«L'histoire des six jours, ainsi que celle de l'humanité, a ses puits cosmogoniques, dont la première est le
chaos, et dont le caractère est la mort, le désordre, les ténèbres; par une concordance imprévue et
inexplicable, les géologues d'une part, Moïse de l'autre, admettent un développement ou une création de
la terre tout à fait extraordinaire, qui s'opère par une alternative de temps d'ordre et de création, de temps
de désordre et de destruction.
«La géologie ne fait ici que préciser, expliquer, commenter le texte biblique, qui accepte en plein tous ces
résultats de la science.
«Les soirs (Éreb) sont donc les temps de désordre; le premier soir n'est autre chose que le chaos lui-même;
les suivants sont des invasions du chaos au milieu de l'œuvre lumineuse de Dieu. Les matins sont des
temps d'ordre, de vie, de création. L'œuvre de Dieu pendant les six jours consiste à former la terre
dévastée, et la dégager du chaos, de l'abîme et des ténèbres qui disparaissent successivement.
«Ainsi les eaux de l'abîme, 1:2, qui recouvraient au deuxième jour encore la terre entière, en partagent au
troisième la surface avec les continents, et elles n'existeront plus sur la terre nouvelle, Apocalypse 21:1.
Ainsi les ténèbres, éclairées dès le premier jour par la lumière, sont transformées en soirs cosmogoniques,
et au quatrième jour en nuits de douze heures. Les soirs cosmogoniques précèdent chacun des six jours,
et cessent avant la création de l'homme, aucun ne s'interpose entre le sixième jour et celui du repos, et la
dernière des grandes époques de désordre est celle qui sépare le cinquième jour du sixième. L'alternative
des jours et des nuits de vingt-quatre heures cessera à la fin des temps, et la terre sera éclairée par une
lumière continue, Zacharie 14:7; Apocalypse 21:23. C'est ainsi que les complètes ténèbres du chaos se
transforment peu à peu en complète lumière.

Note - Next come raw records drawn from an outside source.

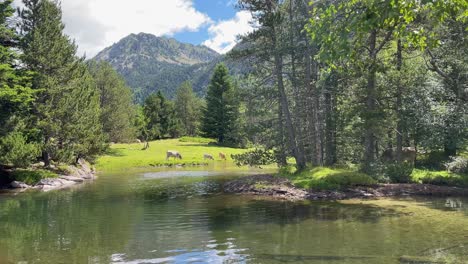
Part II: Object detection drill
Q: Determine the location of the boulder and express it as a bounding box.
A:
[10,181,31,189]
[60,176,84,183]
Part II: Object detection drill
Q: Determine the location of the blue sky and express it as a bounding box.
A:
[173,0,238,45]
[15,0,252,57]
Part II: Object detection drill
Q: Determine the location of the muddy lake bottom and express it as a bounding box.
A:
[0,168,468,264]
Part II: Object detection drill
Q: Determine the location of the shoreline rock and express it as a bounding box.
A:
[6,159,96,192]
[223,175,468,201]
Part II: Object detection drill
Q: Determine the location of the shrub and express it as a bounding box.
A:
[411,169,468,187]
[231,149,276,167]
[179,137,216,144]
[288,167,377,190]
[384,162,413,183]
[11,170,57,185]
[416,151,449,170]
[0,132,40,168]
[445,156,468,173]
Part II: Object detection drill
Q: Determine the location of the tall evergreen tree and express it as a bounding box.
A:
[0,0,38,167]
[143,91,180,139]
[88,62,135,142]
[174,82,202,136]
[202,64,239,144]
[19,0,104,166]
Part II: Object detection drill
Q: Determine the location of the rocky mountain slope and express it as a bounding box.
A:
[94,33,252,103]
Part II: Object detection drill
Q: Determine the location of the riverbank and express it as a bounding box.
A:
[0,159,96,192]
[224,175,468,200]
[96,137,246,172]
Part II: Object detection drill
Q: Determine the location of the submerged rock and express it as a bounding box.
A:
[10,181,31,189]
[224,175,468,200]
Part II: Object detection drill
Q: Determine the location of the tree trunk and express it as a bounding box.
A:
[277,104,288,167]
[325,76,337,166]
[363,30,377,172]
[396,39,403,162]
[289,1,305,167]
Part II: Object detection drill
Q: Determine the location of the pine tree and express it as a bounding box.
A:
[175,82,202,136]
[202,64,239,144]
[88,62,135,142]
[20,0,104,166]
[0,0,38,167]
[143,91,181,139]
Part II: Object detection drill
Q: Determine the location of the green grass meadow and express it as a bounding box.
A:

«Le premier chapitre de la Genèse est une vision des temps antérieurs à l'homme, et doit s'expliquer
d'après les mêmes principes que les prophéties.
«En comparant l'œuvre de Dieu dans la réorganisation du chaos et dans la création du monde, à celle de
Dieu dans le cœur des fidèles et dans l'Église, selon l'indication que nous en donne saint Paul, 2
Corinthiens 4:6, on remarque bientôt que les six jours cosmogoniques sont une espèce de prophétie de
l'histoire de l'humanité, ou, en d'autres termes, que les faits physiques de l'histoire de la terre ont un sens
analogue aux faits moraux de l'histoire de l'homme. Ainsi les ténèbres du chaos se reproduisent dans les
ténèbres morales de l'âme déchue et pécheresse; les nuits cosmogoniques dans les époques historiques de
corruption et de ruines; les jours cosmogoniques, dans celles de paix, d'ordre et de vie religieuse; la
formation du soleil au quatrième jour, dans l'apparition du soleil de justice vers l'an 4,000, etc.»

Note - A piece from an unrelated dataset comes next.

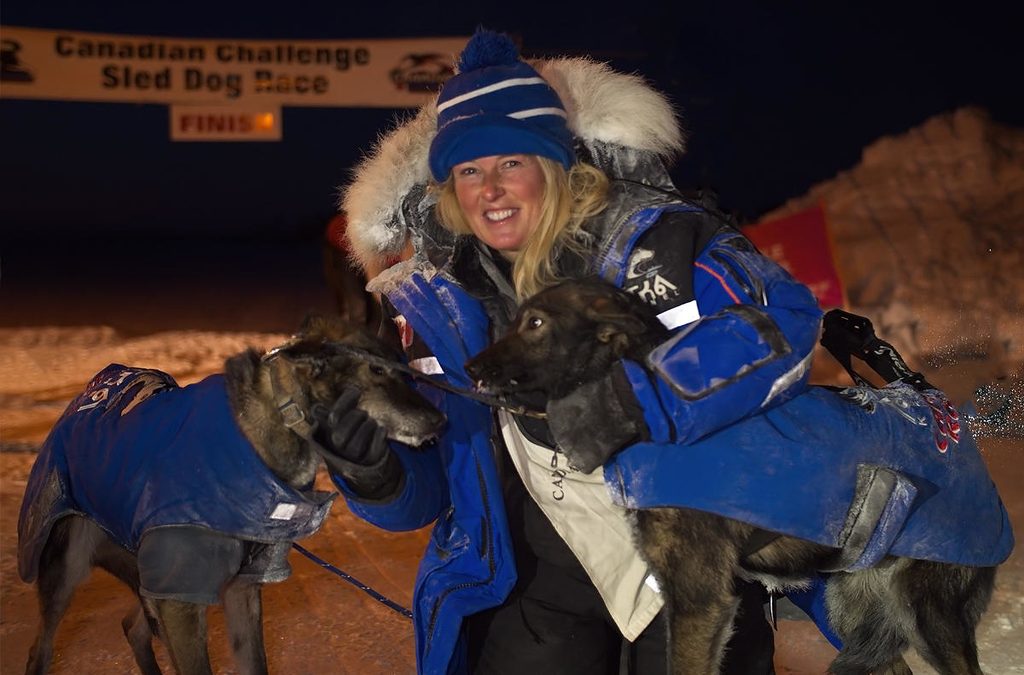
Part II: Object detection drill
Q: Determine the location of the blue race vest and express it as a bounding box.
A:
[604,383,1014,566]
[17,364,334,582]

(Rougemont, Fragments, etc., p. 8)
Avant de nous occuper spécialement de l'œuvre de chacun des six jours de la création, nous devons
indiquer une autre partie de l'Écriture qui nous en donne un commentaire remarquable: nous voulons
parler des chapitres 38 à 41 du livre de Job. Ce n'est pas ici le lieu d'examiner en détail cette portion
sublime et mystérieuse de la Parole, nous nous bornerons à quelques versets du chapitre 38. En
interrogeant Job sur les merveilles de l'univers, l'Éternel condescend jusqu'à raisonner avec sa créature; il
lui montre que la souveraine sagesse qui a présidé à l'arrangement de la terre, des cieux et de tout ce qui
s'y trouve, préside également aux événements de la vie des hommes, et que par sa direction, toutes
choses concourent ensemble au bien de ceux qui aiment Dieu, Romains 8:28. Mais, outre ce but principal
d'instruction, nous trouvons encore des allusions à l'histoire de la création, qui peuvent éclaircir pour
nous quelques passages du 1er chapitre de la Genèse.